By the end of the 1980s, the pharmaceutical arsenal was slowly growing.  In 1996, effective antiretroviral therapies became available.  These were initially primitive and cumbersome, requiring multiple doses at specific times of the day.  Some of the drugs in the cocktail had to be kept refrigerated, while others had to be taken on a full stomach, or on an empty stomach, or with milk.  The side-effects were still a problem.  But antiretrovirals revolutionised the treatment of HIV in the West, and turned it from a death sentence into a serious, chronic but manageable illness.  Thousands of men and women were suddenly confronted with the prospect of living for years or decades longer than they had expected - and, in some cases, of unexpectedly having to pay off enormous debts or having to retire on underfunded pensions.  Meanwhile, millions of HIV-negative people began to let their defences down, or even, unbelievably, to actively court infection.  In the developing world, access to antiretrovirals became a sensitive political and commercial issue, and Engels deals sensitively with the various arguments and pressures surrounding it.

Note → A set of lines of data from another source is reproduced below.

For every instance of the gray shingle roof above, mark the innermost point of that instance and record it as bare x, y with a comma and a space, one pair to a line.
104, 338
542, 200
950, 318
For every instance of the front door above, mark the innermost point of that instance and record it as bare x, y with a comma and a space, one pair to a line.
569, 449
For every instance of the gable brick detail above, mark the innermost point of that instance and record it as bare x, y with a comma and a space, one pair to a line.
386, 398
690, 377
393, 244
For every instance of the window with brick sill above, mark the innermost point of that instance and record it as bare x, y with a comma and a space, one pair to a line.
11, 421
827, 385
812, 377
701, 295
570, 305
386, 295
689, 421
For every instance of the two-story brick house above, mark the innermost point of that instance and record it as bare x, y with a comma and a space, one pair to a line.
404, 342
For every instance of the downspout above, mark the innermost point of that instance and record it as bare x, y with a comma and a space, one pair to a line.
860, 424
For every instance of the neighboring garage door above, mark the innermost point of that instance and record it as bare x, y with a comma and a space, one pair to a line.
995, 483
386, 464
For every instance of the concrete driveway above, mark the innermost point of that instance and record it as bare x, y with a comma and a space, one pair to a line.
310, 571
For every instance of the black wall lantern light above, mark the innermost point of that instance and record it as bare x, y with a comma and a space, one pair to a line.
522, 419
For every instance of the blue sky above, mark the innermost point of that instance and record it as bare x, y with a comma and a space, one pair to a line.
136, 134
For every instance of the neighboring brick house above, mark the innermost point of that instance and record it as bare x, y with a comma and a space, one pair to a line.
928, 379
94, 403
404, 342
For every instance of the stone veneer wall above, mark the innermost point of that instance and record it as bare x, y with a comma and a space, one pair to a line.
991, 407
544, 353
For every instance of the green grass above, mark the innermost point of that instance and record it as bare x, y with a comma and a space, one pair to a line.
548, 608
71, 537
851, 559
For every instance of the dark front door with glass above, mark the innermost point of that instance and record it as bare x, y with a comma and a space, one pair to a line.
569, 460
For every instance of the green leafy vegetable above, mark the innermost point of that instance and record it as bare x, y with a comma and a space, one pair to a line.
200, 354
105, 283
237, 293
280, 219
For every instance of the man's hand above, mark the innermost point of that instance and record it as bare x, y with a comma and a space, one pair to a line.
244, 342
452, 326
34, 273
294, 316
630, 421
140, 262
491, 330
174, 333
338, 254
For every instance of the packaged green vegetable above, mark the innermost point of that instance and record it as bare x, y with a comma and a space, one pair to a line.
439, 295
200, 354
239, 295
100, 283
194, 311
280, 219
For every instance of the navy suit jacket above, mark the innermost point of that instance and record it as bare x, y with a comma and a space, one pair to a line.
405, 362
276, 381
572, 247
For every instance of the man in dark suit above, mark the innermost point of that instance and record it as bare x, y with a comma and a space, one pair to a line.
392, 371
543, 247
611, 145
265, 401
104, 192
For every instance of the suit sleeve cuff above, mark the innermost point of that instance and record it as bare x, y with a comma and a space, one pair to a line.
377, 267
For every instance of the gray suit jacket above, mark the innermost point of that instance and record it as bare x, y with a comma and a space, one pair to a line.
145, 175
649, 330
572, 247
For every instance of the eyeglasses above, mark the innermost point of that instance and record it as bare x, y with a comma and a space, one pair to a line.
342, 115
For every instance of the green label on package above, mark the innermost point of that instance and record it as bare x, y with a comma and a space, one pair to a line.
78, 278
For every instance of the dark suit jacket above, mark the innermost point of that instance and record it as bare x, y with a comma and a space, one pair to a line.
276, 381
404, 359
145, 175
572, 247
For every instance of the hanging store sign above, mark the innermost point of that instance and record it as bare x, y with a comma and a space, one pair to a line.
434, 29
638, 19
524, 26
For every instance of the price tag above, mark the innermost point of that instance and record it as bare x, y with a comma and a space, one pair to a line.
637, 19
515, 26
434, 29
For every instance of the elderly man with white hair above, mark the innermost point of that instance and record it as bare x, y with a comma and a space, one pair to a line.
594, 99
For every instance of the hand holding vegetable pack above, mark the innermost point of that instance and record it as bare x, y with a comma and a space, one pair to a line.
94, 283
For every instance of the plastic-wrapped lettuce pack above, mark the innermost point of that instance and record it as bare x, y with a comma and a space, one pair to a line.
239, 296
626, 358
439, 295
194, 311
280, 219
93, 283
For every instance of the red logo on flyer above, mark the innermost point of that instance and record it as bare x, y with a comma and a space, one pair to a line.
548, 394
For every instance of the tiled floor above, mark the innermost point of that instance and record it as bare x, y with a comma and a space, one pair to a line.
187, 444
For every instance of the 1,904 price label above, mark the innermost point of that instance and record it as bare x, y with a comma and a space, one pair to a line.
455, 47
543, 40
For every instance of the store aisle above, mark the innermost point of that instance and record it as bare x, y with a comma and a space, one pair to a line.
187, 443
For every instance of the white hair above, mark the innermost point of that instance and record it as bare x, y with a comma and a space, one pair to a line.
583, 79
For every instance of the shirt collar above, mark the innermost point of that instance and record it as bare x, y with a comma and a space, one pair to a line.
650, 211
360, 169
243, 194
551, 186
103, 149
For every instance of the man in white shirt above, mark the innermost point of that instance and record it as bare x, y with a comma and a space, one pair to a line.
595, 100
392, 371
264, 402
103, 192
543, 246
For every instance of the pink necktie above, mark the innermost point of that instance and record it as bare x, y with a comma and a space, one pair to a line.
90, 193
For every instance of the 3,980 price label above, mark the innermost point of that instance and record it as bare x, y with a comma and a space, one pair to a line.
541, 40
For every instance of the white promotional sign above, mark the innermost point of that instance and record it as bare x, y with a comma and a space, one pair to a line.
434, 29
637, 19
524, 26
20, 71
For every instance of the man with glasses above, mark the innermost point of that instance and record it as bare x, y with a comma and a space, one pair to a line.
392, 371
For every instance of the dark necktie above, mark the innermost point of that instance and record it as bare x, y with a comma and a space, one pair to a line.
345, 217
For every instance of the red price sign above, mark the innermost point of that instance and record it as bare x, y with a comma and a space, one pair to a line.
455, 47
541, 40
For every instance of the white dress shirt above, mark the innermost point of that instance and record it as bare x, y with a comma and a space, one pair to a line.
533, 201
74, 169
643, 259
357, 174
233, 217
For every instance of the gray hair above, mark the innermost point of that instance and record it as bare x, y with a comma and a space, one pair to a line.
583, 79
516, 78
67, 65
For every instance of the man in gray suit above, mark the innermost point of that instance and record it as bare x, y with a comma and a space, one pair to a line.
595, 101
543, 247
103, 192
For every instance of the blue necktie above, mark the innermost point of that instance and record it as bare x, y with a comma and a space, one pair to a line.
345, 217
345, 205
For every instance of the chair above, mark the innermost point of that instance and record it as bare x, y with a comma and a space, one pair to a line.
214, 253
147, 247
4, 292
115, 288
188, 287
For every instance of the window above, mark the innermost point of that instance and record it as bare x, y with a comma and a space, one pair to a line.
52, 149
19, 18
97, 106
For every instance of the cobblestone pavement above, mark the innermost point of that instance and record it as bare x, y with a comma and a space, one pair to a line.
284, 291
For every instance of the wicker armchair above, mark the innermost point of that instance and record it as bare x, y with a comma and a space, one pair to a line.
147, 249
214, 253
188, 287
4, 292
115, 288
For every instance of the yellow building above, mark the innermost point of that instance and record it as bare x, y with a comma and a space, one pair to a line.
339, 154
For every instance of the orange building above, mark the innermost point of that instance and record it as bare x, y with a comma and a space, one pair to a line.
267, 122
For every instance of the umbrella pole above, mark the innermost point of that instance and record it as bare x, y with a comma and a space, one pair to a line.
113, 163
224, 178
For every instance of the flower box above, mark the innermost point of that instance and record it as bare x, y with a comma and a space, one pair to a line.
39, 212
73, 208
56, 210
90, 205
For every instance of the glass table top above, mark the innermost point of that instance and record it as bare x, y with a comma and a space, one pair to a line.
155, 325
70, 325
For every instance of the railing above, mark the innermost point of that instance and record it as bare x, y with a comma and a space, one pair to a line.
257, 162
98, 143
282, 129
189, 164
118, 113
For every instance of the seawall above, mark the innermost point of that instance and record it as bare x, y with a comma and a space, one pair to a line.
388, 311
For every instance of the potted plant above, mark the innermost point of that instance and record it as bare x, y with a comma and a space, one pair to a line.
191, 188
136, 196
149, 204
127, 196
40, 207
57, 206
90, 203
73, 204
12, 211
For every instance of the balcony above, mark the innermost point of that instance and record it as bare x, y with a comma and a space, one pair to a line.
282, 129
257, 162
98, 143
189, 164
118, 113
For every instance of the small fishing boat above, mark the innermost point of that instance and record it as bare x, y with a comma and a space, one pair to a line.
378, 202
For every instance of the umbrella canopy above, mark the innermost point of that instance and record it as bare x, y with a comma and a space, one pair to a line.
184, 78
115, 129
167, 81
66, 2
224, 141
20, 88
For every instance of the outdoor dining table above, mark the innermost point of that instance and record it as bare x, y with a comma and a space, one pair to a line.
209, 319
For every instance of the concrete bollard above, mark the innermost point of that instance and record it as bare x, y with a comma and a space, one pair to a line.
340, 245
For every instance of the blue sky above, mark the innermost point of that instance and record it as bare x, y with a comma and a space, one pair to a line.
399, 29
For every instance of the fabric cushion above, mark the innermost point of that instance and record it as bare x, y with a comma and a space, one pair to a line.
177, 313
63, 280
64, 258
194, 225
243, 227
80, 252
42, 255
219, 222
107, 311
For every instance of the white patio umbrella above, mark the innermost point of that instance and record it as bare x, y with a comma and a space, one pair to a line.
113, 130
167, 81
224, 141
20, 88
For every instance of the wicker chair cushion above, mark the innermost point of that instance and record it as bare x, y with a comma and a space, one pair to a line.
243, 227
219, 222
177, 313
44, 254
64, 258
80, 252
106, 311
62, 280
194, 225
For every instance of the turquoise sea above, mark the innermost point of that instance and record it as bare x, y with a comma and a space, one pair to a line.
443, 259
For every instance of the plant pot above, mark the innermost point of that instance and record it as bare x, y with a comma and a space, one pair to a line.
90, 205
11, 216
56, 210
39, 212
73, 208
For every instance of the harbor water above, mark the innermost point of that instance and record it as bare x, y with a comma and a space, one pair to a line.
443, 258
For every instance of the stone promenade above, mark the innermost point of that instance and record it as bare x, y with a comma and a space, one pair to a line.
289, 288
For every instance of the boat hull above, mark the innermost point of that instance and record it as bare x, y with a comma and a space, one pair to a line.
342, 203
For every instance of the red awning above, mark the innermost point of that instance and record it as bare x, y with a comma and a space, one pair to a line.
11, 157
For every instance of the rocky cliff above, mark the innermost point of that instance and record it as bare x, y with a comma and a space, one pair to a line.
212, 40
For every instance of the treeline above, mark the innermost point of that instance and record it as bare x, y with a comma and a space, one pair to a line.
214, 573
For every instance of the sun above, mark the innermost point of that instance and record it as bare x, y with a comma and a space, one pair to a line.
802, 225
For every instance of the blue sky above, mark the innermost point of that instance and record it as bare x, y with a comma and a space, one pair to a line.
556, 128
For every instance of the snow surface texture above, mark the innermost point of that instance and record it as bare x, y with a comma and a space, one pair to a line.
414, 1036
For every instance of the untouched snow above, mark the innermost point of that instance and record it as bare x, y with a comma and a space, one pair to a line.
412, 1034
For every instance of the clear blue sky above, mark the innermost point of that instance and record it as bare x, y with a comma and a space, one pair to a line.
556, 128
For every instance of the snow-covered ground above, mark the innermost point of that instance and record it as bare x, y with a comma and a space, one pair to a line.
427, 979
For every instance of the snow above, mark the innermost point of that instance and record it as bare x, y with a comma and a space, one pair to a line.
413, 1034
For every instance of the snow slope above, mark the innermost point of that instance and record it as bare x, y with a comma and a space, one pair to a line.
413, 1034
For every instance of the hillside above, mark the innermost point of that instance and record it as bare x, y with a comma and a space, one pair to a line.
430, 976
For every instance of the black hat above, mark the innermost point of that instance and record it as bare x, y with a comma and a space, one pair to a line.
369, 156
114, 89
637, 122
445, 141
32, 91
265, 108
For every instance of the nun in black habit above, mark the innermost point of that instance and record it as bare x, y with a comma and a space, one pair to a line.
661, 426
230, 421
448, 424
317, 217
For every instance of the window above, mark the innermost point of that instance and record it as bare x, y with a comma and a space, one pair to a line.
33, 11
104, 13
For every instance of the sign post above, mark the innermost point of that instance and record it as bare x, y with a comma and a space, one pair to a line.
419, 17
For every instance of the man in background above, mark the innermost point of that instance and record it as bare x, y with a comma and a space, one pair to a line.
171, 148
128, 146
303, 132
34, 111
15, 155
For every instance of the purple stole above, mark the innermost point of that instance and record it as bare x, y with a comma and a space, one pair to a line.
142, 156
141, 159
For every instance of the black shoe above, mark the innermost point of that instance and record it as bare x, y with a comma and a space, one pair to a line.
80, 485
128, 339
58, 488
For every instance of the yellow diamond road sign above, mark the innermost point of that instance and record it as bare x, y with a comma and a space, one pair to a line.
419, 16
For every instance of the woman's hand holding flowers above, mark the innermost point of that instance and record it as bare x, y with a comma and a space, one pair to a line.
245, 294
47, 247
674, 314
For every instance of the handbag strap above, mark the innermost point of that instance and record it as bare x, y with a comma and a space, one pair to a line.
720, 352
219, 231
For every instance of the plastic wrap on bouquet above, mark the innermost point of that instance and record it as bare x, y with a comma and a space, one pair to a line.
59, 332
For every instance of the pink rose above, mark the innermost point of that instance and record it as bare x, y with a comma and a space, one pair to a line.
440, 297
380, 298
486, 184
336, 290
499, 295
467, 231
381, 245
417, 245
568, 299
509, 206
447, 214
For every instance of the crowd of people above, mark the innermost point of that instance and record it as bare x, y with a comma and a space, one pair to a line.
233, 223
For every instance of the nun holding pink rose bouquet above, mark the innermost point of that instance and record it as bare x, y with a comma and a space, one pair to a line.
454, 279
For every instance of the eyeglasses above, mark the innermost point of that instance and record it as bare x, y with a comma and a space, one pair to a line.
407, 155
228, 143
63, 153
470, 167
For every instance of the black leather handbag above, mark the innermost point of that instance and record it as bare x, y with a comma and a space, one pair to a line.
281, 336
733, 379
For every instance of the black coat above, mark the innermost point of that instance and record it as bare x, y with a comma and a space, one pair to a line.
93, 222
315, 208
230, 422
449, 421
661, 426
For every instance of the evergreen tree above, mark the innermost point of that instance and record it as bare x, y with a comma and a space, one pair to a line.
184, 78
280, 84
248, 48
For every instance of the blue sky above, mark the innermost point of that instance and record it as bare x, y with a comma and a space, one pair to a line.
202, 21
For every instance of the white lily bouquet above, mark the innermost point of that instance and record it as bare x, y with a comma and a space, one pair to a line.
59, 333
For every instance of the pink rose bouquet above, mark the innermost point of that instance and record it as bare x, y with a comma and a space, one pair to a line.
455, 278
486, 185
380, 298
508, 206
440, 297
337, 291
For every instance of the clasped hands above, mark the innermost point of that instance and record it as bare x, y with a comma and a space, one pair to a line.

Overall, Engel tells his story well and backs it up with solid research and evidence. He appears to be coming from a moderately conservative perspective.  His judgement on the Reagan White House, for example, is less hostile than that of most AIDS activists at the time, albeit far from laudatory.  He has no time for homophobic conservative responses to the epidemic, but he is not writing from a civil libertarian perspective either.  There are a few mistakes and inaccuracies.  He doesn't say much about the very early history of the virus, and some of what he says is a little inaccurate (and slightly out of date by now - the book was published in 2006).  In all, however, this is a serious and impressive work of medical and social history, and a respectable addition to the HIV/AIDS literature.